Fin décembre 1955, François est nommé adjoint au commandant de Cercle de Sikasso au Mali. La situation dans les colonies et ex-colonies d’Afrique est “explosive”. L’empire éclate peu à peu. C’et alors que François tombe malade. Il est rapatrié à Paris en avion accompagné de sa famille. Atteint d’un cancer de l’oesophage, il est admis en urgence à l’hôpital de Villejuif. Il meurt le 26 juillet 1958, tout juste âgé de 48 ans…

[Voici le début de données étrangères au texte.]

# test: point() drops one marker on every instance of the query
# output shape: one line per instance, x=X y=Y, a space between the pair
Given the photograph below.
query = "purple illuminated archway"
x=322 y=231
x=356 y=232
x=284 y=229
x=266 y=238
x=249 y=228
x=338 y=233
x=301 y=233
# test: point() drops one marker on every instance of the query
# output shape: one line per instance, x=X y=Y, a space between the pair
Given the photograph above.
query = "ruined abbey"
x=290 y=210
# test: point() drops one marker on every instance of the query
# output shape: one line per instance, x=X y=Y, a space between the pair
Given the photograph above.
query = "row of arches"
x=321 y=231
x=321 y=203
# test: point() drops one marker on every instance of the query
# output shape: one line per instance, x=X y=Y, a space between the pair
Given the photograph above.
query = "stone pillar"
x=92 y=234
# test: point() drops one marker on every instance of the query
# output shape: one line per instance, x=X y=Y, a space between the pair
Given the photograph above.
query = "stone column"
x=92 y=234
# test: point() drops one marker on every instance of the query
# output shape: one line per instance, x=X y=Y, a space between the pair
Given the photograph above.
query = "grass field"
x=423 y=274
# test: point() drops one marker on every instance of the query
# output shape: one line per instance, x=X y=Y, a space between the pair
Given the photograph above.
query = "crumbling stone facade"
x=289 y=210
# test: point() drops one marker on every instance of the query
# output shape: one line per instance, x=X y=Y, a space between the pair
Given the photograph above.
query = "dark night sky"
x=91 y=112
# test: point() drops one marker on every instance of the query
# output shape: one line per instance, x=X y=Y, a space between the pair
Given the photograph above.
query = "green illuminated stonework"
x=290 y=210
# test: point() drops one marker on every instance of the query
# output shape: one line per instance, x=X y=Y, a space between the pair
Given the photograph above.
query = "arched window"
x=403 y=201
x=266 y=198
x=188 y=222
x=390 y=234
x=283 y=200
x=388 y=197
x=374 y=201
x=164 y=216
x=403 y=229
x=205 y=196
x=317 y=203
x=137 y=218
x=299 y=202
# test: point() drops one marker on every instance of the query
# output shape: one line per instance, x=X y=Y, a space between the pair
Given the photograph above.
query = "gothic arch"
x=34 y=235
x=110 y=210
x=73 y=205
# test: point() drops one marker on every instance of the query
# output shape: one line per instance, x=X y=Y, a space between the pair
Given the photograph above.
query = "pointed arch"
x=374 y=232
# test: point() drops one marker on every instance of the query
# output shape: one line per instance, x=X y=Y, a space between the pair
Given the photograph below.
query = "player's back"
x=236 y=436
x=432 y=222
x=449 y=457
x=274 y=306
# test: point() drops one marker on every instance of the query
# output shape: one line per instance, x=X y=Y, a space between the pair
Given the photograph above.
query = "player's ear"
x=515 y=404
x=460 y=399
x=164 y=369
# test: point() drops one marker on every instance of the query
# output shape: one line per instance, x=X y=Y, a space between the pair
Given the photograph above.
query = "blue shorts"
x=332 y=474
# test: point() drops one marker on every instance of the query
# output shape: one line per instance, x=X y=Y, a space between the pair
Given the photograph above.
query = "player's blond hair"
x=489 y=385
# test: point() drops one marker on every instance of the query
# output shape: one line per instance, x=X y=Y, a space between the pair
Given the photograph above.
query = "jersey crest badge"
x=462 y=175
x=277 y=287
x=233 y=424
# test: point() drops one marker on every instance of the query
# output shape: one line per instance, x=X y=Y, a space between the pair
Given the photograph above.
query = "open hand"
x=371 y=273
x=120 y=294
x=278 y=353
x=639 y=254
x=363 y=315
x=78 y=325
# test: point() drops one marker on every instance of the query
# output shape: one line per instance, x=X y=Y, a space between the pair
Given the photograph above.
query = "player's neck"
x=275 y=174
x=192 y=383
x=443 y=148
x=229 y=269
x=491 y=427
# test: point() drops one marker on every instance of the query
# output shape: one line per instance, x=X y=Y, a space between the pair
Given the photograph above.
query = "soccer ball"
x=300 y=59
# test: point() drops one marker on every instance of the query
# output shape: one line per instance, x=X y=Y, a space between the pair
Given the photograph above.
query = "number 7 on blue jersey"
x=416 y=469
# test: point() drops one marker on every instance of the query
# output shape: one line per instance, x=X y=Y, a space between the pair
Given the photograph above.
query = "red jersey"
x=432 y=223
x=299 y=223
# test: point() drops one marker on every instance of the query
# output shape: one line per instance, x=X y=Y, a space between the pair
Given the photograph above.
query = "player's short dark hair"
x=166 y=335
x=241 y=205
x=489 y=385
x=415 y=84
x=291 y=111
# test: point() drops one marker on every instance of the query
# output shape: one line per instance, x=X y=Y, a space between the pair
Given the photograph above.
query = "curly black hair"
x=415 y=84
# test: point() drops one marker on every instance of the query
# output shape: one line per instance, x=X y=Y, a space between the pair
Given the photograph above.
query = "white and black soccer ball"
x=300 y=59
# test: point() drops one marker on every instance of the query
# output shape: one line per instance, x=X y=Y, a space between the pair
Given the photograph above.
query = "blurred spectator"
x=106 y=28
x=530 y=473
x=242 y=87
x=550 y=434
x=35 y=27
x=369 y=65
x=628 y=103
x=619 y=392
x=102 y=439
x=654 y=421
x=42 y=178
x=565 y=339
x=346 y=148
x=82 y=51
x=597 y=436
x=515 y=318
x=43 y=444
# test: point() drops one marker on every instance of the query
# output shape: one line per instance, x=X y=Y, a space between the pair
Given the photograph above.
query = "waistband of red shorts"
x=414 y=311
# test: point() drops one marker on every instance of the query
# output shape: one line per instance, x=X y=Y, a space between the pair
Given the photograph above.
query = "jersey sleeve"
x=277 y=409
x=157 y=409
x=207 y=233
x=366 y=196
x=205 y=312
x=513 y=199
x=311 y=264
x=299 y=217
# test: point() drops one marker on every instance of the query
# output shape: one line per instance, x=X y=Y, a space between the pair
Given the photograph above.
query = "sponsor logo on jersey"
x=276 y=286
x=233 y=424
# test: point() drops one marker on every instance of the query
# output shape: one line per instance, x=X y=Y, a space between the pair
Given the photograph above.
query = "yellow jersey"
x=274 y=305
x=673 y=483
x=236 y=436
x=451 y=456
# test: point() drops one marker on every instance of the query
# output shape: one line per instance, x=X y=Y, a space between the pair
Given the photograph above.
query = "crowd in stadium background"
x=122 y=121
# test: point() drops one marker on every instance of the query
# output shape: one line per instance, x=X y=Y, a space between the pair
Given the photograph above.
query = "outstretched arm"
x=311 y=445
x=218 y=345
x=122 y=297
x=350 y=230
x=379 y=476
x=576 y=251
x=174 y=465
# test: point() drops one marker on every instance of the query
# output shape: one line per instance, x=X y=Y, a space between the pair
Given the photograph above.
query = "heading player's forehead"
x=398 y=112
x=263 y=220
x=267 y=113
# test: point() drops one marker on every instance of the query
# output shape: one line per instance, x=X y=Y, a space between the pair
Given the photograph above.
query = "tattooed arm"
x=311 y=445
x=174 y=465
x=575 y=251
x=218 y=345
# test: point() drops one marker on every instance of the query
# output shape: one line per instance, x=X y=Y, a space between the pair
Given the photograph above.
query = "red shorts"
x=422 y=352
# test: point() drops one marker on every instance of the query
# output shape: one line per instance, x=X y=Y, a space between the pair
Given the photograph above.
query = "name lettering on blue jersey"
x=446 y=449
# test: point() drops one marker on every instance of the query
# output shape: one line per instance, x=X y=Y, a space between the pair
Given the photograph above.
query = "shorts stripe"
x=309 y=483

Son épouse et ses deux enfants s’établissent à Paris.

 

 

A l’époque, tatie Ninon, Lucien et moi, puis ma cousine Gaby Artaxe vivons à Paris. Nous reformons une famille unie et solidaire, avec beaucoup d’affection mutuelle, chose précieuse pour affronter les aléas de la vie.

 

 

L’homme François

 Ce qui caractérise François, c’est tout d’abord son profond attachement à sa famille dont il a été séparé pendant de longues années en raison de ses études supérieures, de sa formation à l’école coloniale, de son service militaire, et par la suite de sa carrière dans différents pays d’Afrique. Sans oublier la Deuxième guerre mondiale qui l’obligea à rester bloqué en Afrique.

 

François était un homme bon, très généreux, désintéressé, altruiste. Il était heureux d’offrir des cadeaux toujours bien choisis, de créer la joie autour de lui.

 

C’était aussi un homme extrêmement cultivé, sans pédanterie, capable de transmettre très simplement une partie de son savoir quand l’occasion lui en était offerte. Il était un boulimique de lecture, sur toutes sortes de sujets! Il aimait les grands écrivains, les poètes (il connaissait par coeur ses poèmes préférés…). 

 

Il adorait la musique classique (Mozart, Bach, Haendel, Beethoven, Chopin…), les grands voix de l’opéra. Mais il était aussi amateur de jazz (Armstrong, Duke Ellington, Count Basie, Ella Fitzgerald…). Avec son frère Charles, il avait de passionnantes conversations (littérature, cinéma, musique…). Il a fait beaucoup de photos et quelques films dont la plupart a disparu. Il avait un humour fin, aimait les calembours et les contrepétries.

 

Il savait bouger ses oreilles, lever séparément chaque sourcil. Il avait un beau coup de crayon. Et belle voix de baryton. Il parlait l’Anglais couramment. Il étudiait les langues des pays où il travaillait pour mieux communiquer avec les autochtones et comprendre leurs coutumes.

 

Il aimait les plaisirs simples de la vie! C’était un humaniste du 20è siècle.

 

 

J’ai beaucoup appris de mon oncle François qui m’a personnellement fait découvrir ce qu’il aimait. Dans nos conversations, il m’avait dit un jour, alors que je n’avais pas encore étudié la philosophie, qu’il admirait Platon et sa doctrine : l’important c’est le Bien, le Beau, et le Vrai.

 

Cette biographie est certes incomplète. Mais peut-être permettra-t-elle de mieux connaître la personnalité de François… le Magnifique. 

 

Louis, Henri, et vos descendants, je pense à vous.